Rezension zu „Im Minus-Bereich. Reinigungskräfte und ihr Kampf um Würde“ von Jana Costas

Abbildung Buchcover Im Minus-Bereich von Costas

Jana Costas:
Im Minus-Bereich. Reinigungskräfte und ihr Kampf um Würde
Übersetzt von Richard Barth, Stephan Gebauer und Michael Müller
Deutschland
Berlin 2023: Suhrkamp
280 S., 20,00 EUR
ISBN 978-3-518-12792-6

Wir alle sind auf sie angewiesen und doch haben die allermeisten von uns im Alltag sehr wenig Kontakt mit ihnen: Reinigungskräfte sind „systemrelevant“ und zugleich unsichtbar. Dabei bilden sie mit 700.000 Arbeitskräften Deutschlands beschäftigungsstärkste Handwerksbranche. Die Wirtschaftswissenschaftlerin Jana Costas hat für sechs Monate die strikte Trennlinie zwischen Verschmutzenden und Putzenden überwunden und im Rahmen einer ethnografischen Studie selbst als Reinigungskraft am Potsdamer Platz in Berlin gearbeitet.

Während sich die Forschungsmethode der teilnehmenden Beobachtung im englischsprachigen Raum dauerhafter Beliebtheit erfreut, findet sie in der deutschsprachigen Organisationsforschung äußerst selten und fast ausschließlich im Rahmen von Dissertationen Anwendung. Als Postdoc oder gar Professor:in ist es sehr schwierig, Drittmittel dafür einzuwerben, weil die Methode sehr zeitaufwändig ist und sich daher kaum an den Veröffentlichungsdruck des akademischen Betriebs anpassen lässt.

Außenstehende begegnen dem Beruf der Reinigung häufig mit Missachtung oder Mitleid, dabei finden die Reinigungskräfte selbst durchaus Gefallen an ihrer Arbeit.

Wie Costas’ Studie zeigt, ist es äußerst schade, dass Sozialwissenschaftler:innen so selten teilnehmend beobachten. Denn die informellen Praktiken, die im Zentrum ihres Buches stehen, lassen sich kaum mit Interviews und schon gar nicht mit Umfragen einfangen. Costas’ Erkenntnisse sind beachtlich: Außenstehende begegnen dem Beruf der Reinigung häufig mit Missachtung oder Mitleid, dabei finden die Reinigungskräfte selbst durchaus Gefallen an ihrer Arbeit. Neben handwerklichem Stolz verleiht sie ihnen eine Würde, die ihnen die Gesellschaft sonst weitreichend versagt. Paradoxerweise verhindert dies jedoch gleichzeitig, dass sie für ihre Rechte einstehen.
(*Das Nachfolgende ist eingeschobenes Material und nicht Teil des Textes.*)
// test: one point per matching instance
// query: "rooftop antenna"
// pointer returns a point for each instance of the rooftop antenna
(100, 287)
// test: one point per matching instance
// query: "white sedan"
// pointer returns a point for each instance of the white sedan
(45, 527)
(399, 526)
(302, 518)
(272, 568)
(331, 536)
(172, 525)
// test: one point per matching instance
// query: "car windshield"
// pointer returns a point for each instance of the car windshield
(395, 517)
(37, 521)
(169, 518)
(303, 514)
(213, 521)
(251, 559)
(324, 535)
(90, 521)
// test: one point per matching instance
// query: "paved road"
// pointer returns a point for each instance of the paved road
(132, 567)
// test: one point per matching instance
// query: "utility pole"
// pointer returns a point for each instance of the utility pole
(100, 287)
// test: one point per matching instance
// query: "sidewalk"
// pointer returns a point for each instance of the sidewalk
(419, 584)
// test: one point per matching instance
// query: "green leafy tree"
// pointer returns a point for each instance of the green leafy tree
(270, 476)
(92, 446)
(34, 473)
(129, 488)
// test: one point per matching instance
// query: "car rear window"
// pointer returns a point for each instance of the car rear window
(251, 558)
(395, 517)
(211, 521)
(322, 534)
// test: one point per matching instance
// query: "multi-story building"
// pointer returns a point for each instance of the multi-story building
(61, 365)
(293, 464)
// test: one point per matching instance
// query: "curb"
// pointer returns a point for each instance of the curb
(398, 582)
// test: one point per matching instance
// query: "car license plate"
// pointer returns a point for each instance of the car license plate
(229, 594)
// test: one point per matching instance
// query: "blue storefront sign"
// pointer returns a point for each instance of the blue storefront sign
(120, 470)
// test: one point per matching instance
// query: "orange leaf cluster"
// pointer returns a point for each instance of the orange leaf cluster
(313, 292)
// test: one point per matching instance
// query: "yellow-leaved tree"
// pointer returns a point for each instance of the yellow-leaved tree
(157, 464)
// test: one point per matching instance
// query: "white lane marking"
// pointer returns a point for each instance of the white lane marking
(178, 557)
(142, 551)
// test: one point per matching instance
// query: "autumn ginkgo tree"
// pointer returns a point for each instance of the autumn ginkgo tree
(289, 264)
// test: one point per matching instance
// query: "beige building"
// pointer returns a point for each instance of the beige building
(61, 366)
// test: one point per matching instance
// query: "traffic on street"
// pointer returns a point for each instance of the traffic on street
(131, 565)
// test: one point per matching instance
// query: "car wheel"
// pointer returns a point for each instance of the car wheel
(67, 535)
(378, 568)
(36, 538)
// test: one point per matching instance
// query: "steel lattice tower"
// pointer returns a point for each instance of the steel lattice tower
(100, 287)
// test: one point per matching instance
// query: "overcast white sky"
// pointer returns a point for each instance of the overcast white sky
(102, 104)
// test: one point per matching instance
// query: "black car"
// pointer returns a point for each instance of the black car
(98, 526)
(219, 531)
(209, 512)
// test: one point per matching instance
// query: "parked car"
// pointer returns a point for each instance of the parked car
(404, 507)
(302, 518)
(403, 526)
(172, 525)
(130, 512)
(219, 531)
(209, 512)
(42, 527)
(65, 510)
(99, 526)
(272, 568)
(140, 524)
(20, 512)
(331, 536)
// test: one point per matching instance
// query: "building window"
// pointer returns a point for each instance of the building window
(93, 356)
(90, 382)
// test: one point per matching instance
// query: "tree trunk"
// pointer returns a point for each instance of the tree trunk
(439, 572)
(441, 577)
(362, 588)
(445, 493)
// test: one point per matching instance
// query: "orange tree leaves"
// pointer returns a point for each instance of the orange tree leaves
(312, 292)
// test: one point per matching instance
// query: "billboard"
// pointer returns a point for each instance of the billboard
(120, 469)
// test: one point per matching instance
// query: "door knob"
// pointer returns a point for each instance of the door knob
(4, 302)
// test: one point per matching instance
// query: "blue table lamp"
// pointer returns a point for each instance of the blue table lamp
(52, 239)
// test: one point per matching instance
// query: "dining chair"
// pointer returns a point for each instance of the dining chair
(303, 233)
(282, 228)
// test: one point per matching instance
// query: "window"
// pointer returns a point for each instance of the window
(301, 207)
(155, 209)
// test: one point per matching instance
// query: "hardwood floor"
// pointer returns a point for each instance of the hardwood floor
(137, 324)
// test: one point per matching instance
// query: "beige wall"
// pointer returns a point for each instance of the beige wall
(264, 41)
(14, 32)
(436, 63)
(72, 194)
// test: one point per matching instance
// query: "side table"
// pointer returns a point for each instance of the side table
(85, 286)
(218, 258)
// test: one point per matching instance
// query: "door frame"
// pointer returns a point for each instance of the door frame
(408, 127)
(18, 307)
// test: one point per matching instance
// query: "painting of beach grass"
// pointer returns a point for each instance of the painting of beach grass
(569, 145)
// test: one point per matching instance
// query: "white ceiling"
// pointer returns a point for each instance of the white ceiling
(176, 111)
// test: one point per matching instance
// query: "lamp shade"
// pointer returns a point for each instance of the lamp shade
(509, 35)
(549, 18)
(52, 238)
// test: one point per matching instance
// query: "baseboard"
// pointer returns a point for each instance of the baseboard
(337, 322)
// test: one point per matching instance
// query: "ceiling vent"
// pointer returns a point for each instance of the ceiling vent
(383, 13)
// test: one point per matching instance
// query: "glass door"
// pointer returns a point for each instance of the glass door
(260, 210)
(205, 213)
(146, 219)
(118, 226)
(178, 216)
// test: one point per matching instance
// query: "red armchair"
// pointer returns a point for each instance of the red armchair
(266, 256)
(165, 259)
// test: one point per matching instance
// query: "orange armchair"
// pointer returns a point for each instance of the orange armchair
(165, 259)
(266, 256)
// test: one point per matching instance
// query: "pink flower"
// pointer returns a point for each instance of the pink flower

Durch Costas’ Beschreibung erscheinen die Reinigungskräfte dem/der Leser:in nicht als Akteure, wie man in der Soziologie zu sagen pflegt, sondern als Menschen. So stellt sie den ehemaligen Kleinkriminellen und die afrikanische Migrantin, aber auch den bekennenden Rassisten in all ihrer Widersprüchlichkeit nahbar dar. Anders als klassische arbeitssoziologische Studien bezieht sie dabei das private Lebensumfeld der Reinigungskräfte mit ein. Dieses befindet sich stets fernab von der Berliner Innenstadt, in sogenannten Problemvierteln oder Vorstädten. Die Lebensläufe der Menschen, mit denen Costas arbeitete, waren fast alle von tiefen Brüchen und Krisen wie Arbeitslosigkeit, Migration, Drogenabhängigkeit oder Kriminalität gekennzeichnet (S. 63 ff.).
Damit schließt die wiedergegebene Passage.